All the same shit I laze around home today I slept till 5:30 in the afternoon why? because I don't see the point being awake and bored might aswell sleep the day away while I can avoid misery and my bitter life.


Ih-Ah! - Devin Townsend Project - Unplugged




Wednesday, 4 July 2012

Take It Easy / Emptiness Unobstructed

Feeling Anxious I seem hard to talk to and don't feel comfortable. I know it seems cliche when I say this but I don't feel anyone understands or wants to understand my problem instead they go "Well you..." or something along those lines without letting me finish.

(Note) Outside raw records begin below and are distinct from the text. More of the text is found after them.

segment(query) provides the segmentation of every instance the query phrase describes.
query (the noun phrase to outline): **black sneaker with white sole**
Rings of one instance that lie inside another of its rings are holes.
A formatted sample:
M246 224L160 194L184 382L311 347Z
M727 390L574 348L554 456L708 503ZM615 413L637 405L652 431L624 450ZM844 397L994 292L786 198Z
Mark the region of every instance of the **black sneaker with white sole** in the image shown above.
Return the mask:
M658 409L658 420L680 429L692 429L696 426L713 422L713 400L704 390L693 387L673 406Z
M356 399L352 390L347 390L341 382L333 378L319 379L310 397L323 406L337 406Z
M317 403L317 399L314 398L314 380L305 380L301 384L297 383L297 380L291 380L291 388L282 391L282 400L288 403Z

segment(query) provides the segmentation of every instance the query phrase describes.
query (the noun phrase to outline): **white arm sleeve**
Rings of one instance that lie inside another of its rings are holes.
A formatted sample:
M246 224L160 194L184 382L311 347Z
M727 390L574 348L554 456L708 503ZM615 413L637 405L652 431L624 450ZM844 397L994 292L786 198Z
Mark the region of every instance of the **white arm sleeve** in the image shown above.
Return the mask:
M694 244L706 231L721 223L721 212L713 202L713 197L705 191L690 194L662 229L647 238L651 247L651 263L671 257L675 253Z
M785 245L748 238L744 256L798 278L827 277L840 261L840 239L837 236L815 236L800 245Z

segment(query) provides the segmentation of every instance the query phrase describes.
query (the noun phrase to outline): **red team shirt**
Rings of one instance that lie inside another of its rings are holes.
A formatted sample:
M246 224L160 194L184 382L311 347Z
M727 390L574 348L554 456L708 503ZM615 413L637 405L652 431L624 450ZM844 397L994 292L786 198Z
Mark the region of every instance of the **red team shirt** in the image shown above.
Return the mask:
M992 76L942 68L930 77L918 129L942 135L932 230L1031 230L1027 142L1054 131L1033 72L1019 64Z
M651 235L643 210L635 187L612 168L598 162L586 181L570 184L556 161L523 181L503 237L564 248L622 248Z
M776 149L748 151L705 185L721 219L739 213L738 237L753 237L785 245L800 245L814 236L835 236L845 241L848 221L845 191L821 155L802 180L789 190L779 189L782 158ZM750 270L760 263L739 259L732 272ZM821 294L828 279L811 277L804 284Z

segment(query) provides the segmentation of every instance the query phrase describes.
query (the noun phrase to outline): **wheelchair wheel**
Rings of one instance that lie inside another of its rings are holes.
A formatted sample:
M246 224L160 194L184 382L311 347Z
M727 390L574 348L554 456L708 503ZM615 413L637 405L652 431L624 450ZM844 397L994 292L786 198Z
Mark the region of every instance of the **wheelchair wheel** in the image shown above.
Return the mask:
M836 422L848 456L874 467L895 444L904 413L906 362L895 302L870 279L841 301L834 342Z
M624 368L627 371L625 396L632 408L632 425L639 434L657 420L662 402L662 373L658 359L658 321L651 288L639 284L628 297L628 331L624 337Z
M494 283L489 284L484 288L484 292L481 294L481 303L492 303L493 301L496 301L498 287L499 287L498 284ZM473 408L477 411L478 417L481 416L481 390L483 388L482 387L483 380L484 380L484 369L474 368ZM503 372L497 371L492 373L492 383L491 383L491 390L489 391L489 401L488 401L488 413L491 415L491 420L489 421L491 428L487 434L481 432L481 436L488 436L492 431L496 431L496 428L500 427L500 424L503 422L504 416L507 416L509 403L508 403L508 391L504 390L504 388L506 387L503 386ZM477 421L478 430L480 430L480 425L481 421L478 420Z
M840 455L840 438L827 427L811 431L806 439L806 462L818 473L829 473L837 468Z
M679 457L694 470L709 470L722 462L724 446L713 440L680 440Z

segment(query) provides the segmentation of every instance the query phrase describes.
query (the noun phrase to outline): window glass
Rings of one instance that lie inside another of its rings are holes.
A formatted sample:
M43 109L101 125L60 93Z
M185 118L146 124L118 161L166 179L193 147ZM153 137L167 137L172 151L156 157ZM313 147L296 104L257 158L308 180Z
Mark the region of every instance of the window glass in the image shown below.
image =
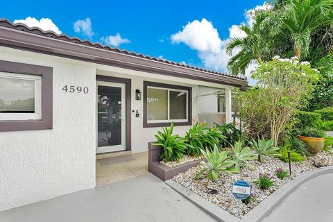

I don't know... can't even explain I'm just going to pass out.

Tuesday, 3 July 2012

Memory Imprints

I hate my memory why do I blank for gah feel like an idiot. My dream for many years to be able to curl up to someone nothing sexual just to lay next to someone passionately maybe talk enjoy a laugh its such a simple dream. Sometimes I lay in bed and just stare into space for hours instead laptop showing a tv show for  background noise.

Resolve! / Seventh Wave

I've had a good day today but it'll get to the end of the day and I'll feel anxious and worry to myself and a little depressed I don't know I shouldn't be but I am. Slept early now I'm wide awake figure out sleepingness.


Ji - Periphery - Periphery II: This Time It's Personal

 

Monday, 2 July 2012

Pulse / Muscles For Bones: Richard Dunn (RIP)

I had fun tonight with one of my favourite friends even if it has been a bitch session at times. I'm tired I go sleep.